Maria von Trapp sang about a few of her favourite things during a storm one night in a Viennese mansion. From memory there were brown paper packages, some mittens, a kettle, and some other things.
Things are ubiquitous. Buttons, buildings, hairpins, chairs, notebooks, teacups, street signs and pens - we are surrounded by the material elements of the phenomenon we call “culture”.
In virtual worlds our minds are full of tables, floors, ceilings, doors, and stairwells too. Social audio app Clubhouse invites you to “bounce around hallways” and the virtual meeting place Gather Town allows you to decorate your own desk. When you’re done decorating you can then wander from room to room to join conversations with your virtual colleagues.
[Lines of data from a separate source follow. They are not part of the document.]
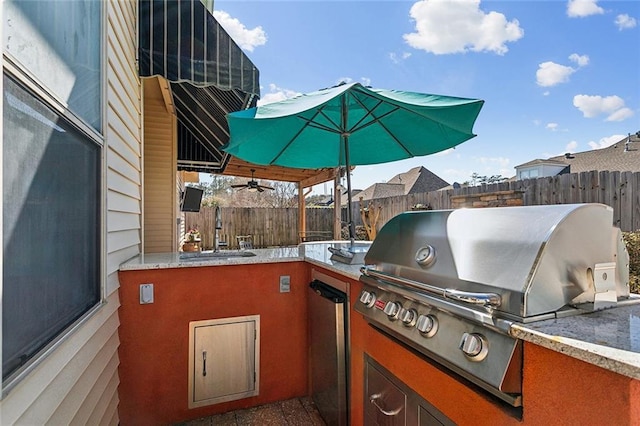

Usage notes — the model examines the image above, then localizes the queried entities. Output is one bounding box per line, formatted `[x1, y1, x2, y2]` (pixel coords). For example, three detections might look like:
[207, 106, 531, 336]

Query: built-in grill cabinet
[355, 204, 638, 406]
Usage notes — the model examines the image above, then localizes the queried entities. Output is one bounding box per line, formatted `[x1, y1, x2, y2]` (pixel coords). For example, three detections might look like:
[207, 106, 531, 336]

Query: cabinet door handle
[202, 351, 207, 376]
[369, 393, 403, 416]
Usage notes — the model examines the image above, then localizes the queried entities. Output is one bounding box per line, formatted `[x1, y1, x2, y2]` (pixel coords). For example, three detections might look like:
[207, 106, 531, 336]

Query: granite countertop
[511, 304, 640, 380]
[120, 245, 640, 380]
[120, 241, 370, 280]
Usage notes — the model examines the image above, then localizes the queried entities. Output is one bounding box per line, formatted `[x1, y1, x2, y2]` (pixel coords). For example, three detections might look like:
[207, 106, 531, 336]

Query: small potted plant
[182, 228, 201, 251]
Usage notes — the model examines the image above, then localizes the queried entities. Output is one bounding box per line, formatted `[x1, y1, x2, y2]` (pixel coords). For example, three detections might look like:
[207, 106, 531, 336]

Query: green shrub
[622, 230, 640, 293]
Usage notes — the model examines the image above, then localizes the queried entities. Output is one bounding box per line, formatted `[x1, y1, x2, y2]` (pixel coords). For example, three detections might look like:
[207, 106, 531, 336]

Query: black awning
[138, 0, 260, 173]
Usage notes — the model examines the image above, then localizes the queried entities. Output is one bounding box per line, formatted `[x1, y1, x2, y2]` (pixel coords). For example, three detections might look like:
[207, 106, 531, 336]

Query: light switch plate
[140, 284, 153, 305]
[280, 275, 291, 293]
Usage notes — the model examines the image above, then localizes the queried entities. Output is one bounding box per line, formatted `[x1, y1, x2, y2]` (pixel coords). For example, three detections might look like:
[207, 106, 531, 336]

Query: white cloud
[389, 52, 411, 64]
[564, 141, 578, 152]
[589, 135, 625, 149]
[213, 10, 267, 52]
[606, 107, 633, 121]
[569, 53, 589, 67]
[258, 83, 300, 105]
[567, 0, 604, 18]
[403, 0, 524, 55]
[536, 61, 576, 87]
[614, 13, 638, 31]
[475, 157, 511, 170]
[431, 148, 455, 157]
[573, 95, 633, 121]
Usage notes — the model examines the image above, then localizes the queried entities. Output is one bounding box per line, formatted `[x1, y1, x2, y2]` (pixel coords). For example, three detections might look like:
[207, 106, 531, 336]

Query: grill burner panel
[355, 277, 522, 406]
[355, 204, 638, 406]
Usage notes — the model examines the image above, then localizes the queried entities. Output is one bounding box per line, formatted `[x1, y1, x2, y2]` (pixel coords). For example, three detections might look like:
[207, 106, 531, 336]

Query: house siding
[143, 78, 177, 253]
[0, 1, 142, 425]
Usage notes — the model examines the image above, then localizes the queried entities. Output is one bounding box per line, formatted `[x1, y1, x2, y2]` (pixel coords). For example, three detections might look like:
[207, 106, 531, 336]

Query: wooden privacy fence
[185, 207, 333, 249]
[186, 172, 640, 248]
[342, 171, 640, 231]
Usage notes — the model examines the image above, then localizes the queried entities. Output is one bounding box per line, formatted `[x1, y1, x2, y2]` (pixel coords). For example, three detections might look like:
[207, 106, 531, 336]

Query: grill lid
[365, 204, 629, 320]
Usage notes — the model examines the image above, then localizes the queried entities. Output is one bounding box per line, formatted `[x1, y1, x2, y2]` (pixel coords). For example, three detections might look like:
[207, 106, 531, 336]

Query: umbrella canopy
[222, 83, 484, 243]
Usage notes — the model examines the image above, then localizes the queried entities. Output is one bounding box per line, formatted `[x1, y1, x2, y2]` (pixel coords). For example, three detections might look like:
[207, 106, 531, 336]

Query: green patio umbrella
[222, 83, 484, 241]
“Houses and rooms; cellars and attics; draws, chests, and wardrobes; nests and shells, nooks and corners; no space is too vast or too small to be filled by our thoughts and our reveries’ Gaston Bachelard, The Poetics of Space
When describing culture people mostly mention intangibles: from shared values to beliefs, purpose to assumptions. They tend to overlook buildings, chairs, gardens, haircuts, headphones and cheese. In doing so they also overlook the intimate relationship between the material and non-material. The artwork on a wall, the black t-shirt, the laptop and the long macchiato – all “things” we relate to, with and through. Our relationships with one another are enmeshed with the things that surround us, and the things we surround.
Let’s talk chairs.
I once worked for a massive global enterprise that gave you a bigger and bigger chair as you were promoted. They would wheel your old chair out, and your new chair in. I was never sure if this ceremony signified an increase in power or was simply a practical exercise in preparation for the weight you would inevitably gain as your health and fitness declined.
As with chairs, so too with tables.
One of the most talked about objects in corporate environments is the boardroom table. Having a seat at the table is firmly ensconced in corporate vernacular. Even a person who sits in a chair at the Boardroom table is themselves called a Chair.
These inanimate, everyday, banal ‘things’ have social lives.
To not consider our material environments when exploring culture is to overlook the critical role material culture plays in the shaping of our lifeworlds, whether working from home, the park, or in that place we call “the office”. So, take a seat and read the room. Because walls do talk, some shirts really are loud, and matter still matters in an increasingly virtual world.